“When I say the first line of the Lord’s Prayer: ‘Our Father, who art in heaven…’ I imagine this heaven as invisible, unenterable but intimately close. There is nothing baroque about it, no swirling infinite space or stunning foreshortening. To find it–if one had the grace–it would only be necessary to lift up something as small and as at hand as a pebble or a salt-cellar on the table.” — John Berger, “Steps Towards a Small Theory of the Visible.”

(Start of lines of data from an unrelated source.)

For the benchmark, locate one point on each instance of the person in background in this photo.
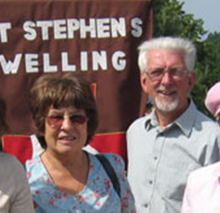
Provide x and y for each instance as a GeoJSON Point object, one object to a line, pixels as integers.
{"type": "Point", "coordinates": [65, 178]}
{"type": "Point", "coordinates": [203, 187]}
{"type": "Point", "coordinates": [176, 138]}
{"type": "Point", "coordinates": [15, 196]}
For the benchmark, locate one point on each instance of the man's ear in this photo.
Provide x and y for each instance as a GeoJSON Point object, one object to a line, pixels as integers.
{"type": "Point", "coordinates": [143, 81]}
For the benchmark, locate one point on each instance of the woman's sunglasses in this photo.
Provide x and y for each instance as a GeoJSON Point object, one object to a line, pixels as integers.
{"type": "Point", "coordinates": [56, 121]}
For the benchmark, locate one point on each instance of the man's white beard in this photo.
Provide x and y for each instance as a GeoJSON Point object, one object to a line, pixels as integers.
{"type": "Point", "coordinates": [166, 104]}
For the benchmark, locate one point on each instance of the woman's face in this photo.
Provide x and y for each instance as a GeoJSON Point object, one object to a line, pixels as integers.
{"type": "Point", "coordinates": [65, 130]}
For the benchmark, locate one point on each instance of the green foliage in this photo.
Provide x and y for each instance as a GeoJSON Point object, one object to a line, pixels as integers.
{"type": "Point", "coordinates": [171, 19]}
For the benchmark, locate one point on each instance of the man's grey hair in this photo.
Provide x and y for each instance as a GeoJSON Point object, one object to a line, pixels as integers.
{"type": "Point", "coordinates": [168, 43]}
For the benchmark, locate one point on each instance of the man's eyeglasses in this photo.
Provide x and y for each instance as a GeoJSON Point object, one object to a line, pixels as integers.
{"type": "Point", "coordinates": [157, 73]}
{"type": "Point", "coordinates": [56, 121]}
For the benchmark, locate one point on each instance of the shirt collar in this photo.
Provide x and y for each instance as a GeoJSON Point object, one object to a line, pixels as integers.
{"type": "Point", "coordinates": [183, 121]}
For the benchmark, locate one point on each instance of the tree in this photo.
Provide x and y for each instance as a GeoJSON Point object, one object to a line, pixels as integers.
{"type": "Point", "coordinates": [170, 19]}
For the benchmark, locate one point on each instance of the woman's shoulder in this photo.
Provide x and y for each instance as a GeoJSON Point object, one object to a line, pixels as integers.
{"type": "Point", "coordinates": [10, 167]}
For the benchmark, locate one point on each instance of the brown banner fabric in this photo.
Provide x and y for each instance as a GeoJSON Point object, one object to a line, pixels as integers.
{"type": "Point", "coordinates": [97, 38]}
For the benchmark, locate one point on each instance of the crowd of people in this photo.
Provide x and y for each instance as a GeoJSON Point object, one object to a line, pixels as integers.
{"type": "Point", "coordinates": [173, 150]}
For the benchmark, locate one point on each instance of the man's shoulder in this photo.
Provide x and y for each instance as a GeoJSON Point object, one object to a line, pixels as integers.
{"type": "Point", "coordinates": [206, 121]}
{"type": "Point", "coordinates": [139, 122]}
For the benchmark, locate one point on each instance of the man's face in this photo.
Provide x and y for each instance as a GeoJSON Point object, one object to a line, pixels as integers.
{"type": "Point", "coordinates": [167, 80]}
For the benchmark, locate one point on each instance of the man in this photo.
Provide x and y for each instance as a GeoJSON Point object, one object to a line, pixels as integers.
{"type": "Point", "coordinates": [176, 138]}
{"type": "Point", "coordinates": [203, 189]}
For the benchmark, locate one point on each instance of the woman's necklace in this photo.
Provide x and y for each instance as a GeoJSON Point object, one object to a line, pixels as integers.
{"type": "Point", "coordinates": [62, 178]}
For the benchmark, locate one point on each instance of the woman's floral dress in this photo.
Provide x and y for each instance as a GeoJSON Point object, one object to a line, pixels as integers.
{"type": "Point", "coordinates": [98, 196]}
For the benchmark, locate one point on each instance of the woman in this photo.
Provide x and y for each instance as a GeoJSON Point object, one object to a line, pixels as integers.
{"type": "Point", "coordinates": [203, 189]}
{"type": "Point", "coordinates": [64, 178]}
{"type": "Point", "coordinates": [15, 196]}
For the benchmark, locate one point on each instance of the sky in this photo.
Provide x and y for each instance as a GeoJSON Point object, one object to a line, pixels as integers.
{"type": "Point", "coordinates": [207, 10]}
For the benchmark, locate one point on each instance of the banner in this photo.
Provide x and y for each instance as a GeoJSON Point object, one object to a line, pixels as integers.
{"type": "Point", "coordinates": [96, 38]}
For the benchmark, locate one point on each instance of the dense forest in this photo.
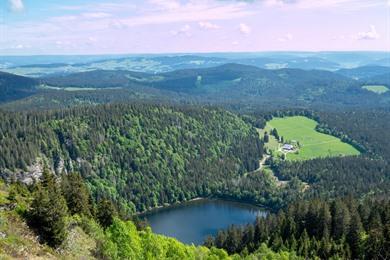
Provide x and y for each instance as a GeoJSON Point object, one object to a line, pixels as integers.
{"type": "Point", "coordinates": [341, 229]}
{"type": "Point", "coordinates": [225, 84]}
{"type": "Point", "coordinates": [138, 156]}
{"type": "Point", "coordinates": [131, 158]}
{"type": "Point", "coordinates": [63, 217]}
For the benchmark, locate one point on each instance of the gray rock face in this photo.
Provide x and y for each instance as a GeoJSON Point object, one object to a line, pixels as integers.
{"type": "Point", "coordinates": [33, 173]}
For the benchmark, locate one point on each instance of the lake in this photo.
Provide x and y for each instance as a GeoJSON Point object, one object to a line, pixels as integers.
{"type": "Point", "coordinates": [192, 222]}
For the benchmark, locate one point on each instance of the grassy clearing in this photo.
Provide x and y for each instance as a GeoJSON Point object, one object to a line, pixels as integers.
{"type": "Point", "coordinates": [379, 89]}
{"type": "Point", "coordinates": [313, 144]}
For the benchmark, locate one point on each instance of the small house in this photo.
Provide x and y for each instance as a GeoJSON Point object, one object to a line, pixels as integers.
{"type": "Point", "coordinates": [288, 147]}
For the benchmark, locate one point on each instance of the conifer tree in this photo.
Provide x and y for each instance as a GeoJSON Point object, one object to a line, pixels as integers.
{"type": "Point", "coordinates": [106, 213]}
{"type": "Point", "coordinates": [48, 211]}
{"type": "Point", "coordinates": [76, 194]}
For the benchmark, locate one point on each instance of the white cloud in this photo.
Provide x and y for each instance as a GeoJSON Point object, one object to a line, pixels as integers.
{"type": "Point", "coordinates": [185, 30]}
{"type": "Point", "coordinates": [16, 5]}
{"type": "Point", "coordinates": [372, 34]}
{"type": "Point", "coordinates": [318, 4]}
{"type": "Point", "coordinates": [165, 4]}
{"type": "Point", "coordinates": [245, 29]}
{"type": "Point", "coordinates": [208, 26]}
{"type": "Point", "coordinates": [96, 15]}
{"type": "Point", "coordinates": [286, 38]}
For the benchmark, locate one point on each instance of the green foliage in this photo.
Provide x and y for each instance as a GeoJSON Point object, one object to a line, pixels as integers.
{"type": "Point", "coordinates": [313, 144]}
{"type": "Point", "coordinates": [48, 211]}
{"type": "Point", "coordinates": [137, 156]}
{"type": "Point", "coordinates": [76, 194]}
{"type": "Point", "coordinates": [316, 229]}
{"type": "Point", "coordinates": [106, 213]}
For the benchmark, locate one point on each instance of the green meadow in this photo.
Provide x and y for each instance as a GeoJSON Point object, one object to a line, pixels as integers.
{"type": "Point", "coordinates": [379, 89]}
{"type": "Point", "coordinates": [312, 143]}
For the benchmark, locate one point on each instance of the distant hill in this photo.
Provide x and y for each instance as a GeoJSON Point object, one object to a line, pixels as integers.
{"type": "Point", "coordinates": [229, 82]}
{"type": "Point", "coordinates": [364, 72]}
{"type": "Point", "coordinates": [14, 87]}
{"type": "Point", "coordinates": [98, 79]}
{"type": "Point", "coordinates": [382, 79]}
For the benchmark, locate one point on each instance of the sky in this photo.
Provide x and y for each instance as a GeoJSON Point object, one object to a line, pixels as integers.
{"type": "Point", "coordinates": [33, 27]}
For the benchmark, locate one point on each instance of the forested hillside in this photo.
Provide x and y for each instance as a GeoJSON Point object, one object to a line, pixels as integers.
{"type": "Point", "coordinates": [225, 84]}
{"type": "Point", "coordinates": [138, 156]}
{"type": "Point", "coordinates": [341, 229]}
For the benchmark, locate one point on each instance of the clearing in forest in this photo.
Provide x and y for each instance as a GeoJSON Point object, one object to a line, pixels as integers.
{"type": "Point", "coordinates": [307, 142]}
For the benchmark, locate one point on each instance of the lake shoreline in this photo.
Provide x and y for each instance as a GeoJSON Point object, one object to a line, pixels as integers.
{"type": "Point", "coordinates": [197, 199]}
{"type": "Point", "coordinates": [191, 222]}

Sometimes I think I’m only Catholic because the Catholic Church is the only stable home I’ve ever known, the one thread of continuity that I can follow back to childhood, and then backwards thousands of years more, unbroken. That thread connects me historically but also supernaturally to everyone from my dead mother to Caryll Houselander to St. Catherine of Siena to Mary Magdalene. The supernatural part is especially appealing to me–I love the idea that “love can reach into the afterlife,” as Benedict XVI wrote in Spe Salvi, “that reciprocal giving and receiving is possible, in which our affection for one another continues beyond the limits of death…” The summit of that relationship, that giving and receiving, is the Eucharist, which in the Catholic Church is believed to be the real presence of Jesus, and thus of every single soul that rests in him. When we take communion, we are truly taking communion. I think that must be the real reason I keep at this, despite finding, almost daily, plenty to be embarrassed and frustrated by in the church. So many of the people I love most are otherwise merely ghosts. As much as I love ghost stories, I don’t really believe them.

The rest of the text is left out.